Dr. Frank Park and Andrew Wilber Honored with Orphan Dream Award for MiNiRoLu Gene Therapy Innovation

Biomedical researchers Dr. Frank Park and Dr. Andrew Wilber have been honored with the ninth annual Orphan Dream Award. This prestigious recognition celebrates their pioneering work on MiNiRoLu, a next-generation gene therapy platform specifically engineered to treat sickle cell anemia (SCA) and thalassemia. By focusing on these hereditary blood disorders, the researchers are addressing a significant gap in global healthcare through innovative molecular engineering.

The recent award ceremony served as a platform to highlight the duo's significant contributions to medical science. In a unique tribute, their names were featured in the closing credits of the film "Resurrection" as a salute to the 2025 award recipients. This recognition underscores the rapid advancements occurring within the gene therapy sector throughout 2026, particularly concerning treatments for inherited hematological conditions that have long lacked effective cures.

Dr. Frank Park, an associate professor at the University of Tennessee Health Science Center (UTHSC) since July 2016, collaborated with Dr. Andrew Wilber, an associate professor and director at the Southern Illinois University School of Medicine, to develop MiNiRoLu. This innovative therapy is designed to be a more effective, safer, and more affordable alternative to current treatments.
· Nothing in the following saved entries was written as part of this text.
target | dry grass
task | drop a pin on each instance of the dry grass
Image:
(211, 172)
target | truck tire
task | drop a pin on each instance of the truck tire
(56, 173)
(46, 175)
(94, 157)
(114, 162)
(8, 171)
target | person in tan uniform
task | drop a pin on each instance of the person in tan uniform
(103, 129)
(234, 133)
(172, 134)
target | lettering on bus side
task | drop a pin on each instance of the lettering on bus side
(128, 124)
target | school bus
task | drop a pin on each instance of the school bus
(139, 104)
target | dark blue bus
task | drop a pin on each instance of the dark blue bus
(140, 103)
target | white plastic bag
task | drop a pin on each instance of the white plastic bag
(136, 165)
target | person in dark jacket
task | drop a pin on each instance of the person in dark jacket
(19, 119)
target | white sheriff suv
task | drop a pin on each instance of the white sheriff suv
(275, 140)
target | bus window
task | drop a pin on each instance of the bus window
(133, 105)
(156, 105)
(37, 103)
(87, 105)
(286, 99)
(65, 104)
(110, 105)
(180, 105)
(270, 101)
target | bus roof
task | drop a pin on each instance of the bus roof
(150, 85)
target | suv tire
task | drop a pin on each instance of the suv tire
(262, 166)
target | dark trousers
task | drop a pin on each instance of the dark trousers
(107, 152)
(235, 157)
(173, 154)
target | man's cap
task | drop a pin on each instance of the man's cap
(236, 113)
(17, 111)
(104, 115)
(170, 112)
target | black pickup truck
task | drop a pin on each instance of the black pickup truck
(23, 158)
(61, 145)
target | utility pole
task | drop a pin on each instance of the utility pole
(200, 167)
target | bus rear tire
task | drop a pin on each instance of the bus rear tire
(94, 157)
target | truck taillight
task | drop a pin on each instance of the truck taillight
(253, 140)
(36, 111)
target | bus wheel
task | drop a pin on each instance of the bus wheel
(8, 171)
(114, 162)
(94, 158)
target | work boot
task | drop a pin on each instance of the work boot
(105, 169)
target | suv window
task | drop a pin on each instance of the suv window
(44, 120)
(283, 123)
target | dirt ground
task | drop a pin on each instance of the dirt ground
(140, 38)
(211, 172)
Patrick Girondi, the founder of San Rocco Therapeutics (SRT)—a company formerly known as Errant Gene Therapeutics since 1993—lauded their achievements, stating that their work has "significantly enhanced the efficiency, safety, and economic viability" of SRT’s gene therapy framework.

According to Dr. Park, as cited in a UTHSC report dated January 9, 2026, the development of MiNiRoLu is a breakthrough that lowers treatment costs while simultaneously boosting therapeutic success rates. This advancement is vital on a global scale, as sickle cell anemia affects more than 20 million people worldwide. Notably, approximately 80 percent of these cases are concentrated in Sub-Saharan Africa. While the U.S. Food and Drug Administration (FDA) approved two gene therapy products for SCA in 2023, the need for more accessible options remains urgent for these underserved populations.

Existing treatments approved in 2023, such as Casgevy and Lyfgenia, have encountered significant hurdles, including high market prices and complex implementation. Furthermore, these therapies often rely on chemotherapy agents like busulfan, which carries severe side effects such as infertility. MiNiRoLu is specifically designed to mitigate these risks and improve patient outcomes by refining the delivery process. Dr. Wilber’s ongoing research at the Southern Illinois University School of Medicine utilizes cutting-edge techniques to explore globin gene regulation and the differentiation of human erythroid cells.

The presentation of the ninth Orphan Dream Award emphasizes the critical nature of sustained research into orphan diseases. The collaborative efforts of Park and Wilber, representing institutions like UTHSC and the SIU School of Medicine, illustrate the powerful synergy between academic research and the biotechnology industry. Their shared mission to create accessible, high-tech medical solutions represents a cornerstone of modern precision medicine, offering new hope to patients suffering from rare and neglected conditions across the globe.